Obong Victor Bassey Attah (born 20 November 1938) is a Nigerian politician who served as the Governor of Akwa Ibom State from 29 May 1999 to 29 May 2007. He was a member of the Board of Trustees of the Peoples Democratic Party (PDP).

==Background==

Attah was born on 20 November 1938.
He completed post-primary education in 1956. He gained a degree from Leeds College of Art and a postgraduate diploma in Building Science from Liverpool University in 1965. He won the scholarship to study at Columbia University in New York, where he obtained an MA in Advanced Architectural Design and Planning. He also attended the Kennedy Graduate School of Governance at Harvard University. After completing his education, he practised as an architect in the Caribbean, New York City, and Nigeria. He served as the national president of the Nigerian Institute of Architects.

==Governor of Akwa Ibom==

He was part of the Peoples Democratic Movement led by Shehu Musa Yar'Adua in the aborted Sani Abacha transition program together with politicians such as Atiku Abubakar, Abdullahi Aliyu Sumaila, Magaji Abdullahi, Chuba Okadigbo and Sunday Afolabi. Attah was elected governor of Akwa Ibom in 1999 on the Akwa Ibom PDP platform, and was re-elected in 2003. He was elected Chairman of the Nigerian Governors' Forum in 2003.

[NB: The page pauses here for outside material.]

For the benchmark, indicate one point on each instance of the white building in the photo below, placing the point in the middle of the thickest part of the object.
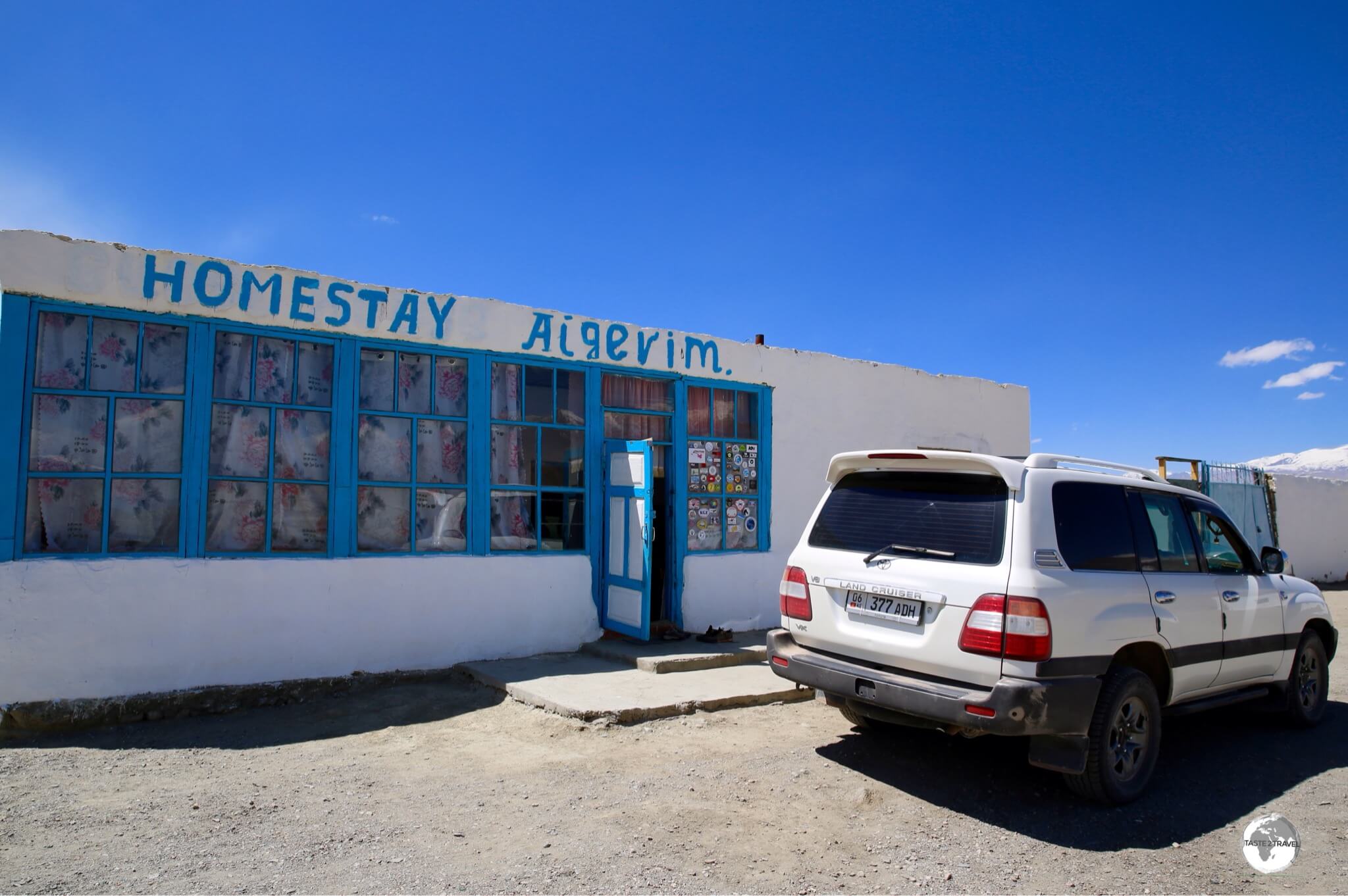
(220, 473)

In 2001, Attah travelled to the United States with as many as 21 people in search of foreign investors. This visit and others produced tangible results.
He promised to improve telecoms, power supply, and air transport infrastructure, and to replicate Silicon Valley in Uyo.
He planned to build an airport in Uyo before he left office in 2007.
He laid the foundation for the establishment of the Akwa Ibom State University of Technology.

Attah ran for the presidential nomination of the Peoples Democratic Party in 2007, but later withdrew.

==Later career==
Attah retired from politics after losing the PDP candidacy for presidency in 2007. He spent time with his wife, Alison, who is suffering from type 2 diabetes.

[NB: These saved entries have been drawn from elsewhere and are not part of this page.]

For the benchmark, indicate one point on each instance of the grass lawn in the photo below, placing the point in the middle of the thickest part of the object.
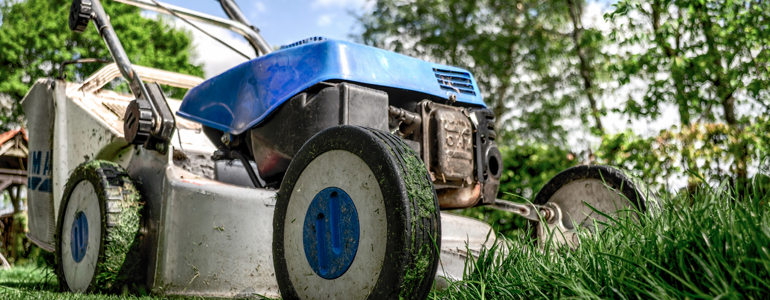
(705, 246)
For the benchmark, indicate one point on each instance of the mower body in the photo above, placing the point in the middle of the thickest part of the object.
(206, 230)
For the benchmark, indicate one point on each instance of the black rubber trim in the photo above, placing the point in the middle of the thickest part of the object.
(385, 155)
(120, 262)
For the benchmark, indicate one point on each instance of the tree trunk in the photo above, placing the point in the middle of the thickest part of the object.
(575, 12)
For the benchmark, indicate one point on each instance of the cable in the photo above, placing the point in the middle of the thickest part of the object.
(199, 29)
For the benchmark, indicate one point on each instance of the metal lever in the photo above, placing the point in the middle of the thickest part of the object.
(528, 211)
(162, 120)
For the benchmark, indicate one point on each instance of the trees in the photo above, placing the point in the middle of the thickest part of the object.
(541, 63)
(533, 59)
(708, 58)
(35, 40)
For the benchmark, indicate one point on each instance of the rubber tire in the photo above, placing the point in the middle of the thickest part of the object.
(119, 261)
(633, 190)
(409, 245)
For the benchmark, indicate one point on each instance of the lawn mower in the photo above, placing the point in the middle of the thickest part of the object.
(316, 171)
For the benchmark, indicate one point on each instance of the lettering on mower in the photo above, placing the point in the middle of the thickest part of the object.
(39, 177)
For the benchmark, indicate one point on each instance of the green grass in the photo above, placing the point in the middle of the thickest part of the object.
(706, 246)
(38, 282)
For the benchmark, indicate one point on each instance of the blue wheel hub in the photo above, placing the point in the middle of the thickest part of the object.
(79, 236)
(330, 233)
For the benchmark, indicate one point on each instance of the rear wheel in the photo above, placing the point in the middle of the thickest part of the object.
(98, 229)
(608, 190)
(357, 218)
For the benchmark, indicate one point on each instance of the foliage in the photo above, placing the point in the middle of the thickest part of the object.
(35, 39)
(695, 54)
(712, 248)
(712, 151)
(532, 58)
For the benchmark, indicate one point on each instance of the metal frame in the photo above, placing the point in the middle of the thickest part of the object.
(249, 32)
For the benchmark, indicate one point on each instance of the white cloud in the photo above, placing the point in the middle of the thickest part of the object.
(259, 6)
(325, 20)
(217, 58)
(338, 3)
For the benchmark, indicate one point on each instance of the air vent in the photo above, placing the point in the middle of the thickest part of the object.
(304, 42)
(459, 82)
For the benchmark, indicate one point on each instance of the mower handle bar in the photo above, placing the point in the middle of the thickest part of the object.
(239, 25)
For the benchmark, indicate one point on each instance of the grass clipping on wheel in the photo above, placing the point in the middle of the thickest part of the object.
(121, 261)
(704, 246)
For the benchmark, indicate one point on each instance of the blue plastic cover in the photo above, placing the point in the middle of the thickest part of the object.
(243, 96)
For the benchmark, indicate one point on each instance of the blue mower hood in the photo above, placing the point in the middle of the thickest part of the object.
(243, 96)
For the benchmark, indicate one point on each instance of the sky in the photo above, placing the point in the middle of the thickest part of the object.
(280, 23)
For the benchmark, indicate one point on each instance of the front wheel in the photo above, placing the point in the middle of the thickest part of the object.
(357, 217)
(97, 248)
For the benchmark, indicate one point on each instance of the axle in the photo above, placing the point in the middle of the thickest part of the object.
(529, 211)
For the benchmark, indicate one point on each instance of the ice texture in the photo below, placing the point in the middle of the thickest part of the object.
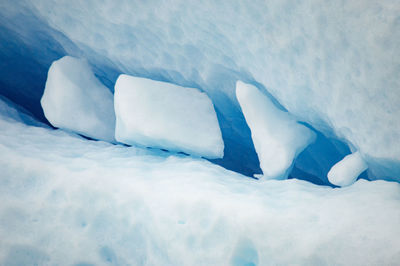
(346, 171)
(278, 138)
(74, 99)
(331, 64)
(69, 201)
(163, 115)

In March 2008, Attah joined ExecutiveAction, a consultancy that helps firms manage problems in difficult business environments.

== Honour ==
On 24 November 2018, in a public statement, Governor Udom Emmanuel of Akwa Ibom State, renamed Akwa Ibom International Airport to Victor Attah International Airport. The airport was named after the former governor to honour him as its founder during his tenure from 1999 to 2007.